Dwelling With Darkness
The light shines in the darkness, and the darkness did not overtake it.
John 1:(1-9), 10-18
December 16, 2025, Words By: Miriam Medina, Image By: Street Psalms
Made Flesh
“The light shines in the darkness, and the darkness does not overcome it.”
This line gets quoted often, usually quickly and with confidence. As if darkness is a problem to be solved, and light is here to win.
Admittedly, when I read this passage, I have to fight my initial instinct to villainize darkness. Throughout much of my Christian walk, “light equals good, dark equals bad” was a default moral framework.

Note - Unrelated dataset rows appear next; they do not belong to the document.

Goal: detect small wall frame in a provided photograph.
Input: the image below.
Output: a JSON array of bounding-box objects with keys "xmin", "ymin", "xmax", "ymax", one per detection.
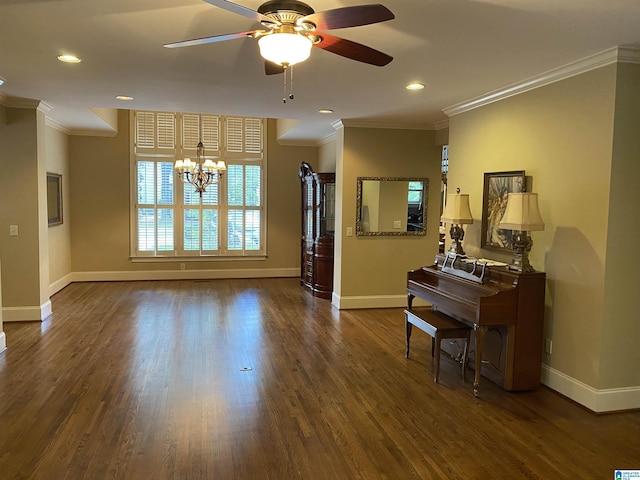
[
  {"xmin": 47, "ymin": 173, "xmax": 62, "ymax": 227},
  {"xmin": 480, "ymin": 170, "xmax": 526, "ymax": 251}
]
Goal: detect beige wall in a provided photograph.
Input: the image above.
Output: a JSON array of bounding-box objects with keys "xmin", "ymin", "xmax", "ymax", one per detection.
[
  {"xmin": 70, "ymin": 111, "xmax": 317, "ymax": 273},
  {"xmin": 0, "ymin": 102, "xmax": 49, "ymax": 321},
  {"xmin": 449, "ymin": 65, "xmax": 640, "ymax": 388},
  {"xmin": 599, "ymin": 64, "xmax": 640, "ymax": 388},
  {"xmin": 317, "ymin": 138, "xmax": 336, "ymax": 172},
  {"xmin": 45, "ymin": 127, "xmax": 72, "ymax": 293},
  {"xmin": 334, "ymin": 127, "xmax": 441, "ymax": 308}
]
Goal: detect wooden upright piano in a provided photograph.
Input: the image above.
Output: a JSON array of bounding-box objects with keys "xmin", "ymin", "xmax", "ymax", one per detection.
[{"xmin": 407, "ymin": 255, "xmax": 545, "ymax": 395}]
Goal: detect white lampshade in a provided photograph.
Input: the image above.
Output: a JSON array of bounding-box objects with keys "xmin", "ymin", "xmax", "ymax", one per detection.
[
  {"xmin": 498, "ymin": 193, "xmax": 544, "ymax": 232},
  {"xmin": 440, "ymin": 193, "xmax": 473, "ymax": 225},
  {"xmin": 258, "ymin": 33, "xmax": 311, "ymax": 66}
]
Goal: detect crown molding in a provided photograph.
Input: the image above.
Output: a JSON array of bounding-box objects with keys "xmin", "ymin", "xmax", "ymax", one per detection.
[
  {"xmin": 44, "ymin": 117, "xmax": 71, "ymax": 135},
  {"xmin": 433, "ymin": 118, "xmax": 449, "ymax": 130},
  {"xmin": 342, "ymin": 119, "xmax": 435, "ymax": 130},
  {"xmin": 442, "ymin": 46, "xmax": 640, "ymax": 117},
  {"xmin": 0, "ymin": 95, "xmax": 45, "ymax": 109},
  {"xmin": 69, "ymin": 129, "xmax": 118, "ymax": 137}
]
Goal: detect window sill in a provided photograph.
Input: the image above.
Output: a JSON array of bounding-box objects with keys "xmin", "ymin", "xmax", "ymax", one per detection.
[{"xmin": 129, "ymin": 254, "xmax": 267, "ymax": 263}]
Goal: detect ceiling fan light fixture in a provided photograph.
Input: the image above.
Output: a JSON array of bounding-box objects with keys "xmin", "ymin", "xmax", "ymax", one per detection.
[
  {"xmin": 58, "ymin": 54, "xmax": 82, "ymax": 63},
  {"xmin": 258, "ymin": 33, "xmax": 312, "ymax": 66},
  {"xmin": 404, "ymin": 82, "xmax": 424, "ymax": 90}
]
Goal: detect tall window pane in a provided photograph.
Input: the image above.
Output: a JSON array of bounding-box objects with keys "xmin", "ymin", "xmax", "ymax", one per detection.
[
  {"xmin": 158, "ymin": 208, "xmax": 175, "ymax": 251},
  {"xmin": 156, "ymin": 162, "xmax": 174, "ymax": 205},
  {"xmin": 227, "ymin": 210, "xmax": 244, "ymax": 250},
  {"xmin": 138, "ymin": 208, "xmax": 156, "ymax": 252},
  {"xmin": 184, "ymin": 208, "xmax": 200, "ymax": 251},
  {"xmin": 202, "ymin": 208, "xmax": 220, "ymax": 250},
  {"xmin": 244, "ymin": 210, "xmax": 261, "ymax": 250},
  {"xmin": 245, "ymin": 165, "xmax": 261, "ymax": 207},
  {"xmin": 137, "ymin": 162, "xmax": 156, "ymax": 205},
  {"xmin": 227, "ymin": 165, "xmax": 244, "ymax": 207},
  {"xmin": 131, "ymin": 112, "xmax": 266, "ymax": 256}
]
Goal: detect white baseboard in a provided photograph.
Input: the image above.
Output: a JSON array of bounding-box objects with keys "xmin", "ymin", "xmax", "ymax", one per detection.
[
  {"xmin": 69, "ymin": 268, "xmax": 300, "ymax": 283},
  {"xmin": 331, "ymin": 292, "xmax": 431, "ymax": 310},
  {"xmin": 2, "ymin": 300, "xmax": 51, "ymax": 322},
  {"xmin": 542, "ymin": 364, "xmax": 640, "ymax": 413}
]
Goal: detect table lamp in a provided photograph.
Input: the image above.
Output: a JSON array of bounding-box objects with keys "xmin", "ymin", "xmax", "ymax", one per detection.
[
  {"xmin": 440, "ymin": 188, "xmax": 473, "ymax": 255},
  {"xmin": 498, "ymin": 192, "xmax": 544, "ymax": 273}
]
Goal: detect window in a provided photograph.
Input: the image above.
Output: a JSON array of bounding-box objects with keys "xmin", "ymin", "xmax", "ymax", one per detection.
[{"xmin": 131, "ymin": 111, "xmax": 266, "ymax": 257}]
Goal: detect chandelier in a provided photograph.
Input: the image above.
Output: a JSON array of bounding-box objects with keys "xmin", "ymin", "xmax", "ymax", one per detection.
[{"xmin": 175, "ymin": 141, "xmax": 227, "ymax": 198}]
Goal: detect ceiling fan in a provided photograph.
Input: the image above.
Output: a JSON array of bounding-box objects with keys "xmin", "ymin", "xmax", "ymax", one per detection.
[{"xmin": 164, "ymin": 0, "xmax": 395, "ymax": 75}]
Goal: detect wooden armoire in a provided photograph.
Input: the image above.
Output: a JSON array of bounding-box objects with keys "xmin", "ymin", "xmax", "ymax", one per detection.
[{"xmin": 299, "ymin": 162, "xmax": 335, "ymax": 298}]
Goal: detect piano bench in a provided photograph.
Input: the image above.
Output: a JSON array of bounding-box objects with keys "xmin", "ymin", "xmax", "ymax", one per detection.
[{"xmin": 404, "ymin": 307, "xmax": 471, "ymax": 383}]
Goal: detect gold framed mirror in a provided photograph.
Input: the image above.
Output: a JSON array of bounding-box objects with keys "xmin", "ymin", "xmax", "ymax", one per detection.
[{"xmin": 356, "ymin": 177, "xmax": 429, "ymax": 236}]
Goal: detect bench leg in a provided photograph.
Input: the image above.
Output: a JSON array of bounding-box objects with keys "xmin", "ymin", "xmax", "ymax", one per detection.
[
  {"xmin": 462, "ymin": 330, "xmax": 471, "ymax": 382},
  {"xmin": 404, "ymin": 320, "xmax": 413, "ymax": 358},
  {"xmin": 432, "ymin": 332, "xmax": 441, "ymax": 383}
]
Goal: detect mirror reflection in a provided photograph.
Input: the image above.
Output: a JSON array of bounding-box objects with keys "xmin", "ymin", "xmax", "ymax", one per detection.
[{"xmin": 356, "ymin": 177, "xmax": 429, "ymax": 236}]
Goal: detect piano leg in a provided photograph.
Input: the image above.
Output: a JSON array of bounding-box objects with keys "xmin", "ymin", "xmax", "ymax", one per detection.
[
  {"xmin": 404, "ymin": 319, "xmax": 413, "ymax": 358},
  {"xmin": 473, "ymin": 323, "xmax": 487, "ymax": 397}
]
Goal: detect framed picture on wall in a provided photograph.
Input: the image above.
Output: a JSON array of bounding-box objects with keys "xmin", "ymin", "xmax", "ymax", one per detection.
[
  {"xmin": 47, "ymin": 173, "xmax": 62, "ymax": 226},
  {"xmin": 480, "ymin": 170, "xmax": 525, "ymax": 250}
]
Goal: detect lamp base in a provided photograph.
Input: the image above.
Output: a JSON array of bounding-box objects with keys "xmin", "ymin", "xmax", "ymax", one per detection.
[
  {"xmin": 449, "ymin": 225, "xmax": 466, "ymax": 255},
  {"xmin": 509, "ymin": 232, "xmax": 536, "ymax": 273}
]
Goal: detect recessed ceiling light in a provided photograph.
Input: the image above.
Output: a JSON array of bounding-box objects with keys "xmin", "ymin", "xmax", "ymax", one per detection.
[
  {"xmin": 404, "ymin": 82, "xmax": 424, "ymax": 90},
  {"xmin": 58, "ymin": 55, "xmax": 82, "ymax": 63}
]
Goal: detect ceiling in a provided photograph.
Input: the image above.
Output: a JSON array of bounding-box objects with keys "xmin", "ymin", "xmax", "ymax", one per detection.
[{"xmin": 0, "ymin": 0, "xmax": 640, "ymax": 144}]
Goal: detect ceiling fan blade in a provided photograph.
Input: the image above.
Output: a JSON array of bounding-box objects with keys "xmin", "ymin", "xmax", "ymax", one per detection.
[
  {"xmin": 313, "ymin": 32, "xmax": 393, "ymax": 67},
  {"xmin": 204, "ymin": 0, "xmax": 275, "ymax": 23},
  {"xmin": 302, "ymin": 4, "xmax": 396, "ymax": 30},
  {"xmin": 264, "ymin": 60, "xmax": 284, "ymax": 75},
  {"xmin": 164, "ymin": 30, "xmax": 266, "ymax": 48}
]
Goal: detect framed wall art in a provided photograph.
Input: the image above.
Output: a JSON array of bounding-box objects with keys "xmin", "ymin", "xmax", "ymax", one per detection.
[{"xmin": 480, "ymin": 170, "xmax": 525, "ymax": 250}]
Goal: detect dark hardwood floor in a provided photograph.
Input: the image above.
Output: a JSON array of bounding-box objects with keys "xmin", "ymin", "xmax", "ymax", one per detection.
[{"xmin": 0, "ymin": 279, "xmax": 640, "ymax": 480}]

This binary was reinforced for me through preaching, art, everyday language, and colonial theology.
So when I read, “The light shines in the darkness,” my mind wants to subconsciously fill in the rest: darkness is sin, evil, and ignorance. Darkness is something to escape or defeat. Light is purity, truth, and righteousness. Light is the goal.
But the longer I live and work from below, the harder that reading is to sustain. John tells us that the light shines in the darkness – not after the darkness clears, or once clarity comes and questions are answered. Light shines in the darkness.

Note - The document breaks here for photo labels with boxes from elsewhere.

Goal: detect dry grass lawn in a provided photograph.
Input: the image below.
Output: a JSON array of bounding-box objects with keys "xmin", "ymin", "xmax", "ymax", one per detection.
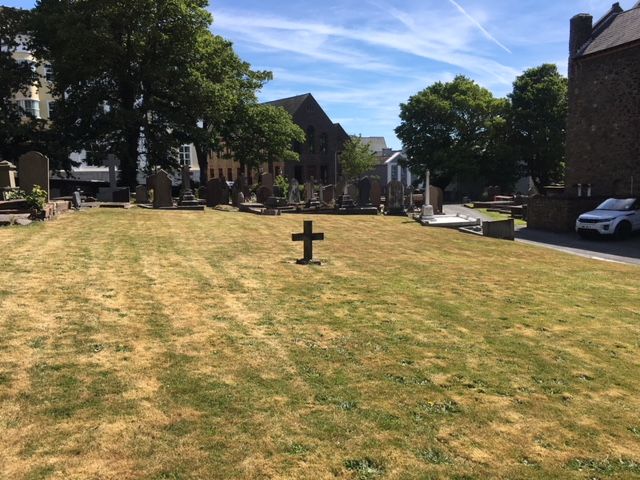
[{"xmin": 0, "ymin": 209, "xmax": 640, "ymax": 480}]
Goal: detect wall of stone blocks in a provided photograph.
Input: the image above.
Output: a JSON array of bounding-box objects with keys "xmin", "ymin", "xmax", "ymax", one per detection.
[{"xmin": 565, "ymin": 42, "xmax": 640, "ymax": 196}]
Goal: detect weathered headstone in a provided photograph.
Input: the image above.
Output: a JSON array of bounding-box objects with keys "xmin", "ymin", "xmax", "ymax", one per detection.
[
  {"xmin": 386, "ymin": 180, "xmax": 406, "ymax": 215},
  {"xmin": 369, "ymin": 178, "xmax": 382, "ymax": 208},
  {"xmin": 153, "ymin": 170, "xmax": 173, "ymax": 208},
  {"xmin": 321, "ymin": 185, "xmax": 336, "ymax": 205},
  {"xmin": 260, "ymin": 173, "xmax": 273, "ymax": 192},
  {"xmin": 358, "ymin": 177, "xmax": 371, "ymax": 207},
  {"xmin": 18, "ymin": 152, "xmax": 49, "ymax": 201},
  {"xmin": 0, "ymin": 160, "xmax": 16, "ymax": 189},
  {"xmin": 289, "ymin": 178, "xmax": 300, "ymax": 204},
  {"xmin": 136, "ymin": 185, "xmax": 149, "ymax": 203},
  {"xmin": 256, "ymin": 185, "xmax": 273, "ymax": 204}
]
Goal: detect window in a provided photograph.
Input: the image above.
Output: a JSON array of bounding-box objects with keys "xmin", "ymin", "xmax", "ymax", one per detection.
[
  {"xmin": 18, "ymin": 100, "xmax": 40, "ymax": 118},
  {"xmin": 307, "ymin": 125, "xmax": 316, "ymax": 153},
  {"xmin": 180, "ymin": 145, "xmax": 191, "ymax": 166},
  {"xmin": 320, "ymin": 133, "xmax": 329, "ymax": 153},
  {"xmin": 44, "ymin": 63, "xmax": 53, "ymax": 82}
]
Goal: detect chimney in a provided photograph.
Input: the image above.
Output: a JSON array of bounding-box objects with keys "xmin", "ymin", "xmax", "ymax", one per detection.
[{"xmin": 569, "ymin": 13, "xmax": 593, "ymax": 57}]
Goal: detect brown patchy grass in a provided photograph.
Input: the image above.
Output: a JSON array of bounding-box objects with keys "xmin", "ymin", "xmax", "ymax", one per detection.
[{"xmin": 0, "ymin": 210, "xmax": 640, "ymax": 479}]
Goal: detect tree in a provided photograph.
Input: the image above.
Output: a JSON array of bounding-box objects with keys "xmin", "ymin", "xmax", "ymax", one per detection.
[
  {"xmin": 395, "ymin": 76, "xmax": 504, "ymax": 188},
  {"xmin": 33, "ymin": 0, "xmax": 261, "ymax": 187},
  {"xmin": 225, "ymin": 104, "xmax": 305, "ymax": 175},
  {"xmin": 509, "ymin": 64, "xmax": 568, "ymax": 191},
  {"xmin": 340, "ymin": 135, "xmax": 377, "ymax": 178},
  {"xmin": 0, "ymin": 7, "xmax": 42, "ymax": 159}
]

This matters to me because I don’t work in spaces that are easily illuminated, or where darkness disappears. Yesterday, I got a call from a single mother I work with. She made it to the United States in 2022, after a long and difficult journey from Venezuela, with the hope of something better for her and her daughter. In the call, she let me know that she is set to see an immigration judge in just a few short weeks. In this court appearance, it will be determined whether she can stay in the United States, or if she will be forced to return to a place she doesn’t deem safe. She is scared, confused, and trying to make sense of God’s plan for her and her daughter. Her story isn’t one that has a quick resolution. Darkness, for her, isn’t dramatic. It doesn’t disappear, and the trauma she’s holding doesn’t close neatly. Darkness, for her, is the setting in which work is being done.

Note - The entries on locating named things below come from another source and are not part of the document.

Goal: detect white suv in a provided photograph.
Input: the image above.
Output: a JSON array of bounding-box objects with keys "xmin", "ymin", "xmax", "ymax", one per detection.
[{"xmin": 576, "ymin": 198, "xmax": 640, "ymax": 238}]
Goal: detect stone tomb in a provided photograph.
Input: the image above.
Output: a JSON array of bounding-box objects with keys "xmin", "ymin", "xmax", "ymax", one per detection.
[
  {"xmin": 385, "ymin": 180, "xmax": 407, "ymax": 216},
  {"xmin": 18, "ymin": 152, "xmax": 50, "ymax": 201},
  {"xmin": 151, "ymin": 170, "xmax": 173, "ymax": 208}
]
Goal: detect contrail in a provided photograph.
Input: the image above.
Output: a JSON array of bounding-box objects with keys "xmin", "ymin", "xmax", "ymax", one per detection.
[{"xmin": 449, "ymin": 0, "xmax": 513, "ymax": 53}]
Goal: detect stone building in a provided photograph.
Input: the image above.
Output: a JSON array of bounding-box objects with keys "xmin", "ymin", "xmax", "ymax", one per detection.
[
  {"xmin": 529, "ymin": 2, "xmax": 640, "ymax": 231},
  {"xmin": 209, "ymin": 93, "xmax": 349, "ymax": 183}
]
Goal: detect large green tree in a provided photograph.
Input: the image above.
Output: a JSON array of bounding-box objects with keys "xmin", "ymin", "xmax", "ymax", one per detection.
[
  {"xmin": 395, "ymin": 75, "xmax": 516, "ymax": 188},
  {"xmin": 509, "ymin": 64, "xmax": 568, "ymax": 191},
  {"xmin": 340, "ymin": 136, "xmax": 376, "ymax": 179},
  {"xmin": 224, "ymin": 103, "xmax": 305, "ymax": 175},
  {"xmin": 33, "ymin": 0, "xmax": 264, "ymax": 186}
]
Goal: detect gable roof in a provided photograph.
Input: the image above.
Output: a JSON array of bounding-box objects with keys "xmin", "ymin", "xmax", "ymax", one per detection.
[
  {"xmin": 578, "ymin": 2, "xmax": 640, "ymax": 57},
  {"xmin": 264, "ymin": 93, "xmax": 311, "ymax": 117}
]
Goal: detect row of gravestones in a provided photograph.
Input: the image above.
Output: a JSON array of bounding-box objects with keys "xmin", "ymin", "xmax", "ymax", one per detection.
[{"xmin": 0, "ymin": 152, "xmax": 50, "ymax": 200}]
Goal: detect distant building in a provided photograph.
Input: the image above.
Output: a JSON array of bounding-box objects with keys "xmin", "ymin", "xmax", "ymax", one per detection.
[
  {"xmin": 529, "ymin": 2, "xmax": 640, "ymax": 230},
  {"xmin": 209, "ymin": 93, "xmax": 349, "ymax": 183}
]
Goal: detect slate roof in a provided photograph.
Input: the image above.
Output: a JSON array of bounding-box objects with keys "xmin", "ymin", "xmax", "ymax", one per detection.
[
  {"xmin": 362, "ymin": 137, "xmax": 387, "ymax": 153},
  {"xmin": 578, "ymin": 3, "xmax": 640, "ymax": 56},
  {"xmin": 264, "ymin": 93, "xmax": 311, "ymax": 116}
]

John doesn’t say that the darkness is evil, or that we should fear it. He simply names it as part of the beginning, and acknowledges that it exists alongside the Word. This reframes everything for me! With it, I can move forward, experiencing darkness as the absence of certainty, rather than the absence of God. It is in this place that I – that we – can learn to be alert, adaptive, and resilient. The Word doesn’t shame that. The Word becomes flesh, entering a world that has been shaped by shadow, and takes on the same vulnerabilities as me and the people I get to walk alongside.
The Incarnation is not God bringing clear-cut answers; it is God bringing presence – and what a gift that is!
This changes the way I approach my own work with families facing displacement. My job isn’t to bring light in a way that overwhelms their eyes. Rather, I am called to sit long enough for vision to adjust, and to trust that accompaniment itself is a form of illumination. My job is to honor the darkness, the lessons learned while we’re inside of it, and the relationships that are fostered through it – not to explain it away in a way that feels rushed or forceful.
Grace upon grace doesn’t show up all at once. It is a slow and layered companionship offered to us by God. The Word shines, yes – but the Word also stays and waits and dwells. And for those of us who live and work from below, that’s the good news we can trust.
Dwelling Among Us
What wisdom have you gained while sitting in darkness?
How might the lessons learned in darkness be honored rather than rushed past or explained away?